Quando la scienza fa un passo falso
Immagina il Brasile degli anni Cinquanta. Il governo vuole api più resistenti per la foresta amazzonica. Incarica il genetista Warwick Estevam Kerr di trovare una soluzione. Lui pensa a un incrocio tra le api africane, grandi produttrici di miele, e quelle locali europee. Un’idea sensata, in teoria.
Il problema che si sapeva
Kerr sapeva che le api africane erano aggressive. Sperava però che mescolandole con quelle europee il carattere si addolcisse. Un calcolo ottimista, ma non del tutto sbagliato.

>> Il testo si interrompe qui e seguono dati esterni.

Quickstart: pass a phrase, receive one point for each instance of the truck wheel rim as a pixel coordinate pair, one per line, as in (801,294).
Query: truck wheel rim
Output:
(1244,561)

Quello che non aveva previsto era un errore umano.
La fuga
Nel laboratorio di Rio Claro, 35 regine africane erano isolate con una griglia protettiva. Un assistente la tolse. Ventisei regine si unirono alle api locali e si riprodussero. I loro discendenti ereditarono la produttività africana e l’aggressività. Un mix esplosivo.
La marcia verso nord
Queste api ibride, dette “africanizzate”, si diffusero rapidamente. Avanzavano di 300-500 chilometri all’anno. Nel 1993 raggiunsero il Texas. Da lì si espansero in diversi stati americani. La loro difesa è immediata e massiccia: basta un rumore o un movimento vicino all’alveare per scatenare un attacco.
Perché sono così reattive
Le api africane si sono evolute in un ambiente pieno di predatori. Per sopravvivere hanno sviluppato un istinto difensivo molto forte. Quando si mescolano con le api europee mantengono quella reattività. Il risultato è una specie che reagisce in modo sproporzionato a ogni possibile minaccia.
Il limite del freddo
Per anni il freddo ha fermato la loro espansione. Le api africanizzate non tollerano le temperature basse. Ma con il cambiamento climatico le zone fredde si riducono e le api trovano nuove aree dove insediarsi. Studi del 2014 già indicavano una possibile avanzata verso l’Oregon e gli Appalachi.
Come si gestisce il problema
Gli apicoltori usano tecniche come il “drone flooding”, che consiste nel saturare l’area con maschi europei per ridurre gli accoppiamenti con le regine africane. Oppure sostituiscono le regine aggressive con esemplari europei. Entrambe le misure aiutano a contenere il problema, ma non lo eliminano.
La conclusione
Questa storia mostra quanto un’intenzione buona, un errore e una specie molto adattabile possano creare un problema duraturo. Kerr voleva migliorare la produzione di miele. Non era prevedibile che un gesto banale cambiasse il destino delle api in un continente. Oggi conviviamo con le conseguenze.
Se vivi in zone calde e vedi uno sciame, tieniti a distanza. Non sono malvagie. Hanno ereditato un comportamento difensivo nato in un altro contesto. E il vero insegnamento è questo: prima di modificare specie viventi, le misure di sicurezza devono essere davvero a prova di errore.